As stated in the Material Fact released by the Company on April 28, 2011, the term for position adjustments by shareholders was 60 (sixty) days, ending at the closing of the stock market trading session on June 28, 2011.
After the aforementioned closing date, Banco do Brasil (the registrar for the Company's shares) on June 28, 2011 (“Base Date of the Operation”) identified those shareholders entitled to receive the new shares and/or credit resulting from the auction of fractions. As of June 29, 2011 (“Date Ex-Reverse Split and Split”), the Company's shares started being traded without the right to participate in the reverse split and split operation involving the Company's shares.
The shares that resulted from the Operation were credited on July 04, 2011 to shareholders registered as of the Base Date of the Operation.
Blocking instructions issued through June 28, 2011 remained valid until July 01, 2011.
d) Procedures adopted for share fractions.
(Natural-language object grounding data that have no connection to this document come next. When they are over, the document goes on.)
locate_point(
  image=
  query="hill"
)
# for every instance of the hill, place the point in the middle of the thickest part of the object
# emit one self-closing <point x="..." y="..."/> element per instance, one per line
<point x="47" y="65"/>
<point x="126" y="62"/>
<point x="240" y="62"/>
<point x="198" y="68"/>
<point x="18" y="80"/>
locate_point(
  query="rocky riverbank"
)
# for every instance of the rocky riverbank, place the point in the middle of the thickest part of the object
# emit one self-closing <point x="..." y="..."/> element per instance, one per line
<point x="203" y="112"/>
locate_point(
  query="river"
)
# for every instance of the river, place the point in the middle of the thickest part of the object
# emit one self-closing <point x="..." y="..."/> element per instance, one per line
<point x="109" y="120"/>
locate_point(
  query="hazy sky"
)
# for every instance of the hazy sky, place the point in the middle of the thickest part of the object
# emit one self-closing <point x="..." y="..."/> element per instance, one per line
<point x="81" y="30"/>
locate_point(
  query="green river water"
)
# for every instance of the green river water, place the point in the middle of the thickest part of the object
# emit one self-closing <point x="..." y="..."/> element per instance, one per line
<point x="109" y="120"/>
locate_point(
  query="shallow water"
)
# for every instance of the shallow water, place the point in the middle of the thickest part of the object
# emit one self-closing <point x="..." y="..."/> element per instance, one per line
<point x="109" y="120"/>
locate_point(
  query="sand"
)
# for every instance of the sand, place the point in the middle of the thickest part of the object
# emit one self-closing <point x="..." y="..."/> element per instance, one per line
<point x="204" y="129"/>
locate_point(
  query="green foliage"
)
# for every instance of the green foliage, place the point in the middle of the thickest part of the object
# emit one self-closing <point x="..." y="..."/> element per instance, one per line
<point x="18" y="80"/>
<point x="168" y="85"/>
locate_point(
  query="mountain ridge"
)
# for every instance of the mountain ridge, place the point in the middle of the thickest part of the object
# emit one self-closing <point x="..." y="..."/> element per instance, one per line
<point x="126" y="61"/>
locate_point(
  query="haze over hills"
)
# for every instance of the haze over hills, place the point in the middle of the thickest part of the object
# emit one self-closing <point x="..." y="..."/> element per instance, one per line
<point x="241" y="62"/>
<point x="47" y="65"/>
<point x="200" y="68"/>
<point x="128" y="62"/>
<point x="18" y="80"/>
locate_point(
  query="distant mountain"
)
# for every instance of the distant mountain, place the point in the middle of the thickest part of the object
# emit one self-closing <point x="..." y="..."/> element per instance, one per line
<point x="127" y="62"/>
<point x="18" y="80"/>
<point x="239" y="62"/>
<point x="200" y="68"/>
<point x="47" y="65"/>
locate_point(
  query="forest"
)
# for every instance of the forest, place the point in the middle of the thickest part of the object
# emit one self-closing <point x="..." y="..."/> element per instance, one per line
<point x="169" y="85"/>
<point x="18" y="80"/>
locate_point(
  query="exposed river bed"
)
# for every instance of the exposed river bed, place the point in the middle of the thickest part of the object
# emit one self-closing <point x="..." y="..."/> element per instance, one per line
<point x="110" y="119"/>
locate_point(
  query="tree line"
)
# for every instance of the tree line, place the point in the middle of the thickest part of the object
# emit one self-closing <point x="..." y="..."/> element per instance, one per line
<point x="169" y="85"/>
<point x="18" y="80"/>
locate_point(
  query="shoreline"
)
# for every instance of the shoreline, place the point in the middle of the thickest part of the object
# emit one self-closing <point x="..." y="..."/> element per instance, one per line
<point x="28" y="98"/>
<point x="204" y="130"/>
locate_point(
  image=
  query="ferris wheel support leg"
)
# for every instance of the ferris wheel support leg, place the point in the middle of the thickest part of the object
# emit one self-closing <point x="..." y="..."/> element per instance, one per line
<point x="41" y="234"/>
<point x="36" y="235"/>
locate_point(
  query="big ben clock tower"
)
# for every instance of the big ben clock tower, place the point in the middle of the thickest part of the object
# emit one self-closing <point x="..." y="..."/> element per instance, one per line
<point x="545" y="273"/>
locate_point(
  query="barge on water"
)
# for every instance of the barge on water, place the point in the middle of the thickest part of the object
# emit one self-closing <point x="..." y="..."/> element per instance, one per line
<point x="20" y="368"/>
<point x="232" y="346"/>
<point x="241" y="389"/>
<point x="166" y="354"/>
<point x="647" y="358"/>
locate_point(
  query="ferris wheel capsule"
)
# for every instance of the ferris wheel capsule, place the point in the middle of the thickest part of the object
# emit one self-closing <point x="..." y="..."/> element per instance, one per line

As stated in the Notices to Shareholders released by the Company on July 21 and August 16, 2011, the fractions of the shares of shareholders who chosen not to adjust their positions were separated, grouped in whole number lots that represented, at the end, a total of 335,220 (three hundred and thirty five thousand, two hundred and twenty) common shares issued by the Company (the “Shares”). The Shares were sold in successive auctions conducted at the B3, with the conclusion as of August 10, 2011, and the corresponding net amounts (in the price of R$ 20.025942200 per common share) obtained were placed, from August 19, 2011 onwards, at the disposal of the entitled shareholders, as follows:
(a) For shareholders with updated records and a checking account identified at a financial institution for receipt of income, the amounts owed were deposited into the current account;
(b) The value corresponding to the shares deposited with the Central Depository of Assets at the B3 was credited directly, and the Central Depository of the B3 was responsible for transferring it to the respective shareholders through their Custodial Agents;
(c) For registered shareholders who had not identified a current account at a financial institution for receipt of income, who had not updated their registration or whose shares are blocked, the amount was retained by the Company. For the release of this amount on their behalf, the shareholder should appear at a branch of Banco do Brasil of his choosing that offers shareholder services, in possession of documents proving ownership and/or release of the shares, as appropriate.
e) Example.
The position of a shareholder who owned 11 (eleven) shares on the Base Date of the Operation underwent reverse split in the proportion of 10:1, the resulting fraction of the reverse split was split and put up for auction and the resulting integer was split and credited to the shareholder. Thus, in this example and assuming no further trading, the shareholder at the end of the Operation had 20 (twenty) shares of the Company and the right to receive the credit arising from the auction of the resulting fraction of the reverse split (02 shares).